What is the Gold Overdraft Credit Facility: Risks and Rewards
You don’t always need a good credit rating to get a loan. If you have gold with you, you can easily get a loan and spend as you need. By using your gold for loan purposes, you can easily get a decent amount in your account for your spending needs. But how and where?
There are two ways to get gold loan credit. These are the Gold Loan Overdraft Facility and the Gold Loan EMI Option. By using anyone, you can meet the various needs of life and accomplish your pending work with the loan amount. Which one you should select is determined by your financial needs.
However, the Gold overdraft facility could be a good option because it works the same way as credit cards. A credit card is a credit facility that is widely used by consumers for their spending. In a gold overdraft loan, the amount you get is equal to your gold loan amount and it works the same as using a credit card.
With the Gold Overdraft Loan, you can spend as much as you want, when and where you want, as long as your credit limit is not exceeded. Only the amount you use will be subject to the gold loan interest rate. When you deposit gold as collateral with your lender, they create an overdraft account to which the loan amount equal to the value of the pledged gold is credited.
Another option is to use separately issued checks for the overdraft account in order to access the loan amount. In the event of an overdraft, interest rates are significantly higher than normal. Also, unlike a gold loan with an EMI option, an overdraft facility payment option is a lump sum payment that can be stopped at any time.
- Even on holidays, the funds can be used at any time.

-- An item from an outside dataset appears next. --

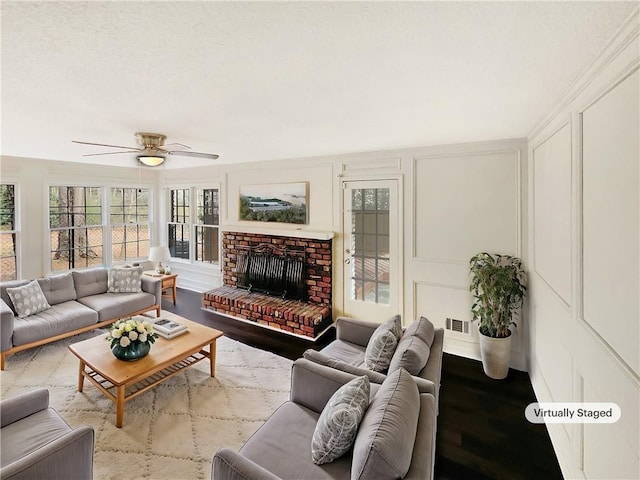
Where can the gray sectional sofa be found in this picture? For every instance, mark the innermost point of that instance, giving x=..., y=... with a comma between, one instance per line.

- Directly from the loan amount, you can make online purchases, make transfers and pay bills.
- Gold lending by ATM card, mobile banking and internet banking.
- With an overdraft, you only have to pay interest on the amount borrowed.
- During the loan period, release / replace the gold ornaments.
- Alternative locker with free gold ornaments insurance.
- Instant approval and easy processing.
- Paperwork is minimal and funds are disbursed quickly.
- The loan will be secured by the pledge of 22 kt gold jewelry.
- The rates per gram are higher.
- Inflation, global variations in the price of gold, government purchases of gold and the mismatch between supply and demand in the jewelry industry are all factors which have an indirect or direct impact on interest rates on gold loans.
- Gold loans are often used for short and medium term financing. Make sure you pay it back within the allotted time and that your gold is returned to your treasury.
- Understand the valuation methods adopted by lenders. Remember that none of the lenders will provide the full value of your gold in the form of a loan. It is necessary to note that the amount of money obtained from gold loans varies in different banks depending on the amount of the margin.
- Do Thorough Research Before Choosing A Gold Lender! The rules and structure of repayment differ from one lender to another.
- Consider the fact that gold loans have higher interest rates than educational and residential loans. Hence, you need to compare the interest rates offered by different banks. A high interest rate could upset your financial equilibrium.
This facility is designed to help those in need of short term emergency loans without having to make a significant new commitment. In addition, this credit being granted in addition to an existing loan, the customer does not need to provide new documents.
Although the eligibility requirements for credit cards seem straightforward at first glance, those who cannot match any of them may not be able to use this product. Even those who qualify will face additional restrictions for a personal loan secured by a credit card. In that case, a Gold Overdraft loan facility could help you meet your hassle-free needs.